Christmas cactus is an epiphytic jungle plant, like orchids, and not a true cactus. Drying out is not something they would experience naturally, but when in a pot of potting soil, which has very little air in it, drying out is a method used to avoid rotting the roots.
No plant likes to be rootbound. What they like is for their roots to NOT rot, which can happen so easily in a pot with dense soils, like ground dirt, or bagged mixes of predominantly tiny particles of peat. Having very little soil around the roots makes it difficult for even the most dedicated plant-overwaterers to rot the roots of their plants. This is not ideal, just a way of coping with inappropriate "ingredients" in a pot. A more porous, chunky soil (like cactus/palm, if one is buying bagged,) can have air in it even when it is moist. Roots need oxygen and moisture at the same time to function.
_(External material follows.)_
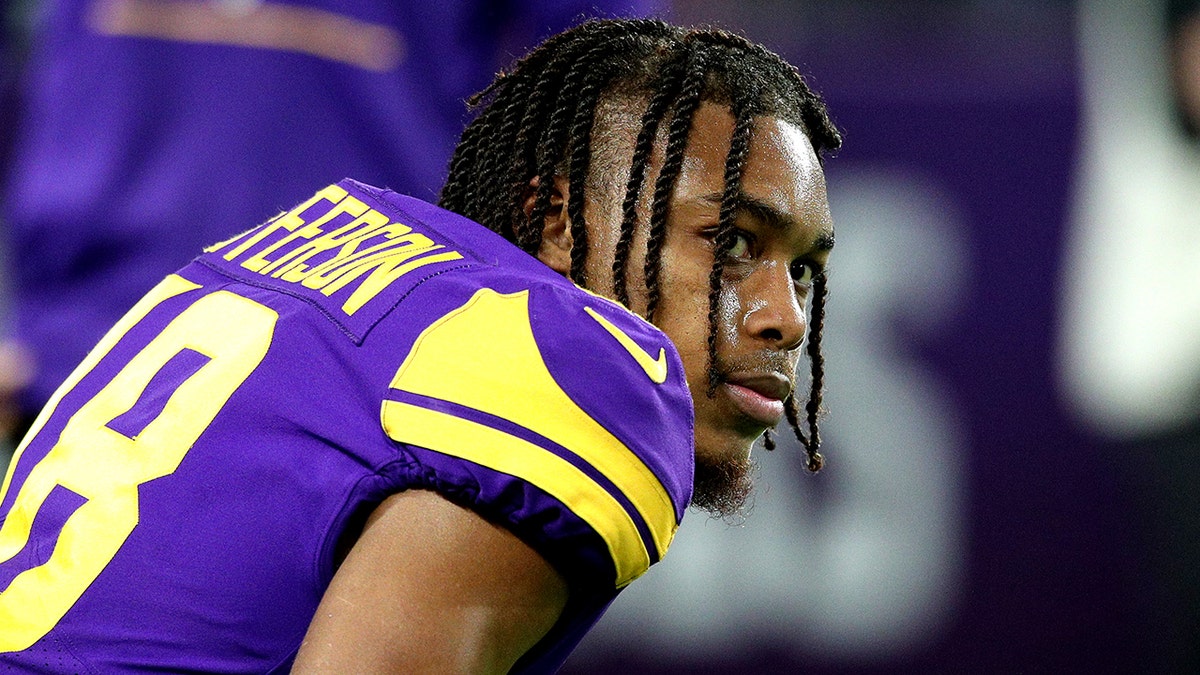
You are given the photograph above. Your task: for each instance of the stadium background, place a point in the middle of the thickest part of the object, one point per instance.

When there are tiny particles of any kind in a pot, such as peat, sand, silt, clay, they filter into all of the tiny spaces in a pot, eliminating the air. "Overwatering" is the label and manifestation when roots have suffocated and/or rotted, combo of both. There is no one thing folks can put in to make soil better, but removing tiny particles of any type will definitely help. Over time, organic bits decompose into smaller bits, so even the "best" soil, if it has organic components, will need to be replaced when this happens. The speed at which this happens depends on many variables, but on average, about 1-3 years.
The conditions you've described sound fine for temp and light, so it may need a bit of fertilizer to get it blooming.